OptimizerConfig (Python)

The OptimizerConfig Cython class wraps the C++ optimizer_params_t struct and is used to configure the optimiser and learning-rate scheduler when calling Analysis.AddModel.

from AnalysisG.core.lossfx import OptimizerConfig

op = OptimizerConfig()
op.Optimizer = "Adam"
op.Scheduler = "StepLR"
op.lr = 1e-3
op.step_size = 10
op.gamma = 0.5

Optimiser / Scheduler Selection

Property

Default

Description

Optimizer

''

Optimiser name: "Adam", "SGD", "RMSprop", "AdaGrad", "LBFGS".

Scheduler

''

LR-scheduler name: "StepLR", "CyclicLR", "ExponentialLR".
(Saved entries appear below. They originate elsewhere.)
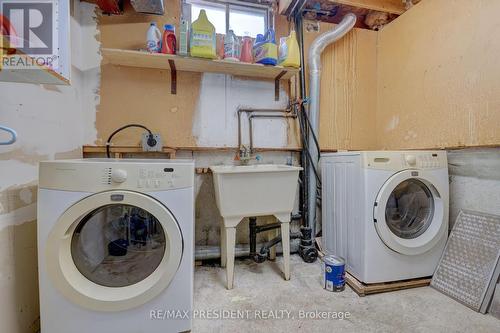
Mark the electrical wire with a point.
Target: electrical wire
(151, 139)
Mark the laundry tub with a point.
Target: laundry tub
(254, 190)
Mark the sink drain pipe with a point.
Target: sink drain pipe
(317, 47)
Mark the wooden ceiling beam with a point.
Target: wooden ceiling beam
(388, 6)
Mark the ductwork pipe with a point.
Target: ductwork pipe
(317, 47)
Hyper-parameter Properties

Property

Default

Description

lr

0.0

Learning rate.

lr_decay

0.0

L2 learning-rate decay (AdaGrad).

weight_decay

0.0

L2 regularisation weight decay.

eps

0.0

Numerical stability epsilon (Adam, RMSprop).

alpha

0.0

RMSprop smoothing constant.

momentum

0.0

SGD/RMSprop momentum factor.

dampening

0.0

SGD dampening for momentum.

betas

(0, 0)

Adam (β₁, β₂) tuple.

amsgrad

False

Use AMSGrad variant of Adam.

nesterov

False

Use Nesterov momentum (SGD).

centered

False

Use centred RMSprop.

initial_accumulator_value

0.0

AdaGrad initial accumulator value.

step_size

1

StepLR period in epochs.

gamma

0.1

StepLR/ExponentialLR multiplicative decay factor.

max_iter

0

LBFGS maximum iterations per step.

max_eval

0

LBFGS maximum function evaluations per step.

history_size

0

LBFGS history size.

tolerance_grad

0.0

LBFGS gradient-norm convergence tolerance.

tolerance_change

0.0

LBFGS step-size convergence tolerance.